Coronavirus forces UK government to postpone extension of off-payroll working rules

Thursday, 19 March 2020
Extension of the off-payroll working rules to private sector employers has unexpectedly been postponed for 12 months, as part of the emergency government response to the coronavirus outbreak.

The reforms were originally planned to take effect on 6 April this year – a schedule confirmed in last week's Budget announcement. However, much has happened since then.

Chief secretary to the Treasury, Steve Barclay, first revealed the postponement in a brief aside while addressing the House of Commons on Tuesday evening (17 March). This followed an announcement from chancellor Rishi Sunak earlier in the day that a GBP350-billion support package would be made available to help businesses through the coronavirus-related economic crisis.

Barclay insisted that the change of plan was a 'deferral not a cancellation', and said the government remained committed to reintroducing the policy with a new commencement date of 6 April 2021.

His announcement was officially confirmed the following day by his Treasury colleague, financial secretary Jesse Norman. 'We will do whatever it takes to support the British economy through Covid-19', said Norman. 'The government continues to believe that it is right to address the fundamental unfairness of non-compliance with the existing off-payroll working rules. However the government also recognises that the reforms would be a significant change for both businesses and contractors.' Many contractors and freelancers affected by the extension to the private sector were at risk of losing work with no sick pay.

The delay means that a review of the reforms, currently being conducted by the House of Lords, can have its recommendations considered before the legislation goes through, although it will still come too late for some contractors and organisations to see any benefit. In the meantime, where a contractor undertakes work for a private sector engager, the contractor will remain responsible for determining the tax status of the contract. Companies that have already made changes to reflect the new rules have been reassured that their Status Determination Statements will have no standing in law and will not be used as evidence in any enquiry dispute during the coming year.

'For many businesses, this announcement will give much needed breathing space to be able to manage the impact of the reforms, particularly as they will introduce a radical new landscape, and potentially significant new tax and NIC obligations, for businesses contracting workers through personal service companies', commented law firm DLA Piper.

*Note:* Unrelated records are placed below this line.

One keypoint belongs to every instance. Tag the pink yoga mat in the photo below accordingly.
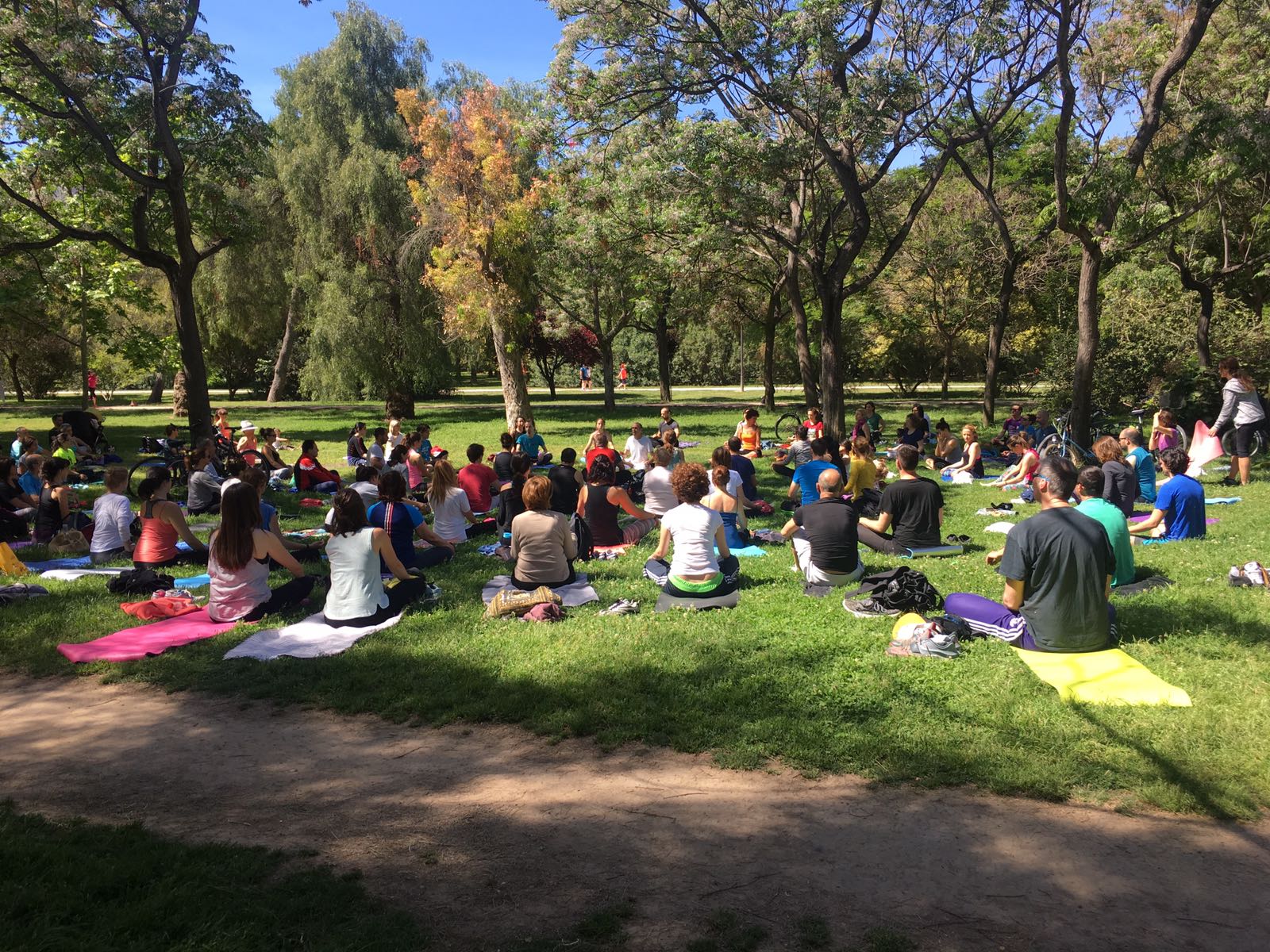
(152, 639)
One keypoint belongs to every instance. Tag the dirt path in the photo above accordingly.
(491, 833)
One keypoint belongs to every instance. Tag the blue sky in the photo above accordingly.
(502, 38)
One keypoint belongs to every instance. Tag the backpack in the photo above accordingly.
(901, 589)
(586, 541)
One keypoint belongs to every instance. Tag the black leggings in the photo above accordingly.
(399, 597)
(287, 596)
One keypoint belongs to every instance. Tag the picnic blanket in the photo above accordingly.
(310, 638)
(74, 574)
(154, 639)
(1108, 677)
(577, 593)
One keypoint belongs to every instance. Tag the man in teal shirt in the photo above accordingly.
(1143, 463)
(1089, 490)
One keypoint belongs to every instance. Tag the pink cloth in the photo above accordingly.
(1204, 448)
(133, 644)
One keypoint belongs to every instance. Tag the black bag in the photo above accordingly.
(586, 541)
(140, 582)
(902, 589)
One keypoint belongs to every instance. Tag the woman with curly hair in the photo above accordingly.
(695, 531)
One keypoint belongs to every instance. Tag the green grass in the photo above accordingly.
(783, 677)
(78, 885)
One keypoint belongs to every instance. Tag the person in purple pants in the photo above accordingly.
(1058, 568)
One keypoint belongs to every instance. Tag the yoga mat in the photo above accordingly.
(747, 552)
(1108, 677)
(935, 551)
(311, 638)
(73, 574)
(572, 596)
(154, 639)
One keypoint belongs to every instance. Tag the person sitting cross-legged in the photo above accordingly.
(696, 531)
(911, 507)
(1058, 568)
(825, 535)
(1090, 489)
(1179, 505)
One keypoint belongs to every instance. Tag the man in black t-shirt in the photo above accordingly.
(565, 482)
(823, 535)
(1058, 568)
(912, 505)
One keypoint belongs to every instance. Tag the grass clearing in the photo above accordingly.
(783, 677)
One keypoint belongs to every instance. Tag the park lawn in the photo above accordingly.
(783, 678)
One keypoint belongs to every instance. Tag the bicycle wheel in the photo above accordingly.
(141, 470)
(787, 427)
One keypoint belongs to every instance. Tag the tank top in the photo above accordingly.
(602, 517)
(237, 593)
(158, 541)
(356, 587)
(48, 516)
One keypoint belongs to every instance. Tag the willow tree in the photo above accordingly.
(473, 184)
(125, 127)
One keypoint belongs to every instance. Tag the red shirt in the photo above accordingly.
(603, 451)
(475, 480)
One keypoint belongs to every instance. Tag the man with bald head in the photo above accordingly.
(825, 536)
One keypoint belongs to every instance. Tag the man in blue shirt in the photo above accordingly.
(1136, 454)
(1180, 505)
(804, 486)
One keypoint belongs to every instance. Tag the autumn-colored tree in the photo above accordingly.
(473, 183)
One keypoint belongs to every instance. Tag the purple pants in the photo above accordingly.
(994, 619)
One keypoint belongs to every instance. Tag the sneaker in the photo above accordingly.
(868, 608)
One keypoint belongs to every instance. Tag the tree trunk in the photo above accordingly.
(17, 381)
(181, 285)
(283, 366)
(664, 353)
(996, 338)
(1087, 344)
(802, 344)
(832, 404)
(606, 359)
(516, 393)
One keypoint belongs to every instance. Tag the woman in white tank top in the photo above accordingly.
(359, 597)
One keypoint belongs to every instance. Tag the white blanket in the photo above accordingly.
(311, 638)
(71, 574)
(578, 593)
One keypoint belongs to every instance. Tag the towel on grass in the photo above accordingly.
(746, 552)
(311, 638)
(154, 639)
(1108, 677)
(577, 593)
(73, 574)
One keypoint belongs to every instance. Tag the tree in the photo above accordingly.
(125, 130)
(1102, 71)
(357, 263)
(473, 184)
(552, 348)
(861, 84)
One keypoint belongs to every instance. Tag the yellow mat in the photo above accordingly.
(1103, 678)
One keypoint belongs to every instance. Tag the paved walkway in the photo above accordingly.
(488, 831)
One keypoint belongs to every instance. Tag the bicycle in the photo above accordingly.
(1062, 444)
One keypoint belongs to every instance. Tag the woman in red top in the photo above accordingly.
(162, 524)
(313, 476)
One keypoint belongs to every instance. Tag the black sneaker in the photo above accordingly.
(868, 608)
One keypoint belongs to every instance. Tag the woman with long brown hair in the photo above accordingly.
(1241, 409)
(239, 564)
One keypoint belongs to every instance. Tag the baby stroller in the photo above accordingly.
(88, 428)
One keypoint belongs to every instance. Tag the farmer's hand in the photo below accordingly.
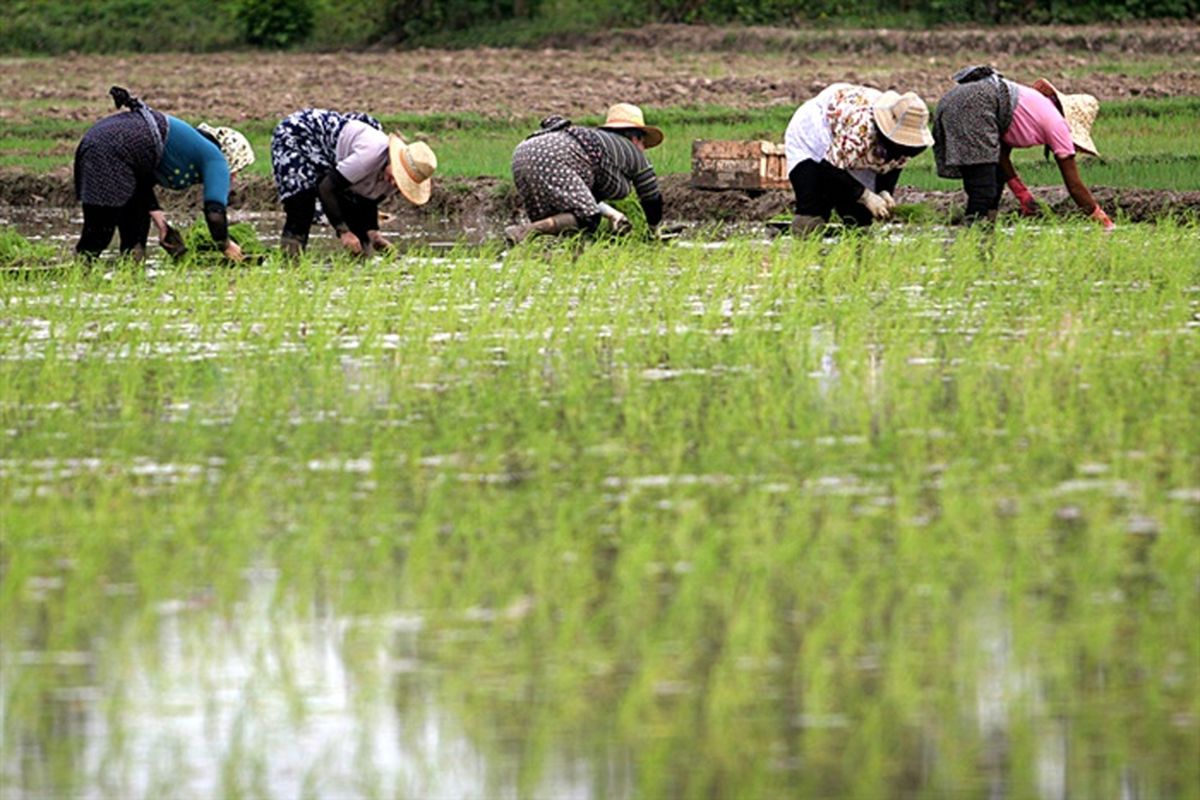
(1103, 218)
(378, 240)
(1023, 194)
(173, 242)
(160, 222)
(875, 204)
(621, 224)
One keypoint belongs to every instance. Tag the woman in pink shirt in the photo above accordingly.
(984, 116)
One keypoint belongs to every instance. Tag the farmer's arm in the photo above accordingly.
(329, 190)
(1074, 184)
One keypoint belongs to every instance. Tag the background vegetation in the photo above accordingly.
(52, 26)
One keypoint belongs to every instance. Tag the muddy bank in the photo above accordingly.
(487, 204)
(676, 65)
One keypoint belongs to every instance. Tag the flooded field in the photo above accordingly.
(915, 513)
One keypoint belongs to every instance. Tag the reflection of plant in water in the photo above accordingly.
(640, 524)
(16, 251)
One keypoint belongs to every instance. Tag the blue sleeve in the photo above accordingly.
(190, 158)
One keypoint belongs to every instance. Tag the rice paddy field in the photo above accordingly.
(912, 512)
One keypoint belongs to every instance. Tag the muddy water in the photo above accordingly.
(61, 226)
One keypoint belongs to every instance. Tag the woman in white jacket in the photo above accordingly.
(845, 150)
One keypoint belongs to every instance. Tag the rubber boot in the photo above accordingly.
(804, 224)
(556, 224)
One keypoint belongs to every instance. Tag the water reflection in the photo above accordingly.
(273, 703)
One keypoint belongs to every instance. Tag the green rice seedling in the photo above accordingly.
(909, 507)
(18, 252)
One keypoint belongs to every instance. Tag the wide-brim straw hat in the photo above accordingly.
(412, 168)
(234, 146)
(904, 119)
(627, 115)
(1080, 113)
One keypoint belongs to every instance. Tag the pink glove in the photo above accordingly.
(1023, 194)
(1103, 218)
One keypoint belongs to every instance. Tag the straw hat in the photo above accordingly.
(233, 145)
(1079, 110)
(627, 115)
(904, 119)
(412, 168)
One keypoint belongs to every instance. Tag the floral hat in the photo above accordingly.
(233, 145)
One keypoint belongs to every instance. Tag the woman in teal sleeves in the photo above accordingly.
(123, 157)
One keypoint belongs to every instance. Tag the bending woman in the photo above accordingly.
(985, 115)
(349, 164)
(845, 149)
(564, 173)
(121, 158)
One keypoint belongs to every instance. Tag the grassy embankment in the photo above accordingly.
(766, 519)
(1145, 143)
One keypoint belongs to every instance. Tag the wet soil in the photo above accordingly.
(655, 66)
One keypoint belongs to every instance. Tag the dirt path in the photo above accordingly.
(658, 66)
(655, 66)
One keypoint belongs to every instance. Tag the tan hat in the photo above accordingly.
(1079, 110)
(233, 145)
(412, 168)
(627, 115)
(904, 119)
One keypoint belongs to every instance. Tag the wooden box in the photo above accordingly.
(738, 164)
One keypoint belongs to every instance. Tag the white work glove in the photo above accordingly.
(875, 204)
(619, 222)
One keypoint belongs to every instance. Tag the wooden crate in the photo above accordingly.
(738, 164)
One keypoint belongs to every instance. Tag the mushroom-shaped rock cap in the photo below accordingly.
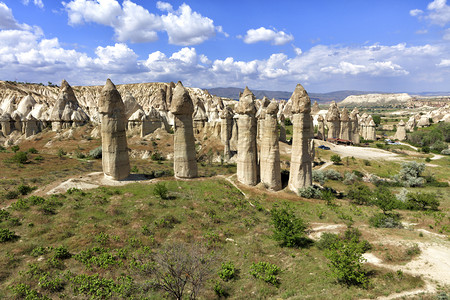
(246, 103)
(110, 100)
(181, 101)
(226, 113)
(301, 103)
(344, 115)
(333, 112)
(272, 108)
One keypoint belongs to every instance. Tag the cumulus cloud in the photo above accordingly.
(185, 27)
(263, 34)
(438, 12)
(132, 22)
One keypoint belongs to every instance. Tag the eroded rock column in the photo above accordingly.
(226, 117)
(270, 150)
(185, 162)
(302, 146)
(247, 160)
(115, 161)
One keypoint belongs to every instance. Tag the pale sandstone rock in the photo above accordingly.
(302, 146)
(247, 160)
(333, 121)
(185, 163)
(115, 160)
(401, 131)
(270, 150)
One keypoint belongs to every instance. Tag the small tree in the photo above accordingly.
(289, 229)
(384, 199)
(181, 267)
(346, 262)
(336, 159)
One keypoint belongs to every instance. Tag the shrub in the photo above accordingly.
(33, 150)
(160, 190)
(421, 201)
(350, 178)
(336, 159)
(385, 221)
(289, 229)
(265, 271)
(332, 174)
(11, 195)
(96, 153)
(6, 235)
(346, 262)
(310, 192)
(24, 189)
(327, 240)
(360, 194)
(227, 271)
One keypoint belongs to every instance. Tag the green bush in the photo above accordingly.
(346, 262)
(288, 229)
(160, 190)
(360, 194)
(421, 201)
(96, 153)
(6, 235)
(327, 240)
(24, 189)
(265, 271)
(382, 220)
(336, 159)
(33, 150)
(227, 271)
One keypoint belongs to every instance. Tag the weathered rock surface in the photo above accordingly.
(247, 160)
(302, 146)
(270, 150)
(115, 161)
(185, 163)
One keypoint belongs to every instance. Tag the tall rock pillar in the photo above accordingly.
(270, 150)
(185, 162)
(333, 121)
(226, 117)
(115, 161)
(302, 146)
(247, 160)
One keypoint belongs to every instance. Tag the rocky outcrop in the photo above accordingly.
(333, 121)
(247, 160)
(302, 156)
(401, 131)
(270, 150)
(354, 126)
(185, 163)
(321, 128)
(226, 117)
(115, 161)
(345, 125)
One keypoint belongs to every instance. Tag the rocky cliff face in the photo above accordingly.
(376, 99)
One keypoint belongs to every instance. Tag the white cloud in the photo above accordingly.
(444, 63)
(7, 20)
(438, 12)
(415, 12)
(267, 35)
(134, 23)
(185, 27)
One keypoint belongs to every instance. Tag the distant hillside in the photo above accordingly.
(233, 93)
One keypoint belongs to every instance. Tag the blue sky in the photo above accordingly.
(391, 46)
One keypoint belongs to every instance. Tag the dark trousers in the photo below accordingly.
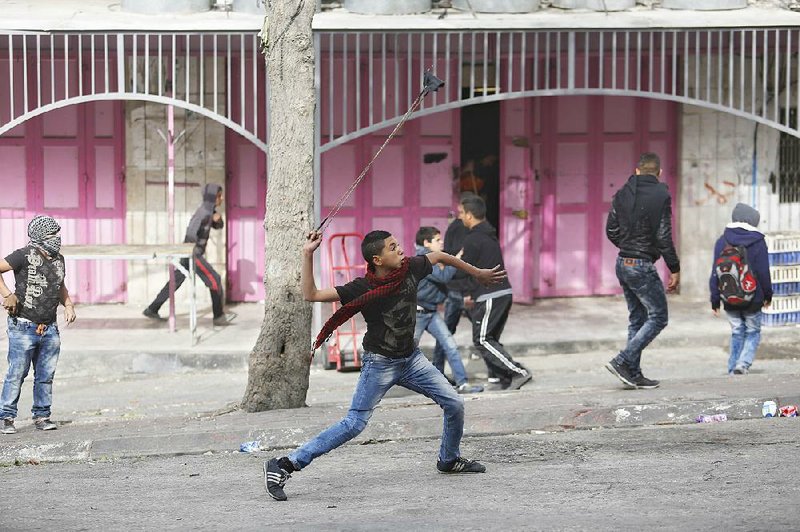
(647, 308)
(209, 276)
(488, 320)
(453, 306)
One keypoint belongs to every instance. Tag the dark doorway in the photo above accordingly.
(480, 152)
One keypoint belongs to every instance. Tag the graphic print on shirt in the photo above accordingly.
(38, 283)
(402, 317)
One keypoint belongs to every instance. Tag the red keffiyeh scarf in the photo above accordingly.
(379, 287)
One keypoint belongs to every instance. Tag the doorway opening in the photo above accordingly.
(480, 156)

Law firm Proskauer Rose said the deferral was 'somewhat surprising' given the confirmation in last week's Budget that the IR35 reforms would go ahead as planned. 'It illustrates clearly just how quickly the government's priorities have changed in the past week', said the firm. 'Many contractors and their clients will breathe a deep sigh of relief, and hopefully the delay will lead to a more considered discussion about how the new rules should be implemented and the challenges that they will present.'

The Chartered Institute of Taxation welcomed the announcement but called for the deferral of more legislation scheduled to take place from next month. These include measures limiting the availability of private residence relief, and the new 30-day capital gains tax reporting and payment obligations.

Chancellor Rishi Sunak has promised to implement further measures to protect the economy if required, on top of the GBP330-billion bank-loan guarantees for small and large businesses to manage cashflows – equivalent to 15 per cent of UK gross domestic product. New legal powers have also been taken in the emergency Coronavirus Bill.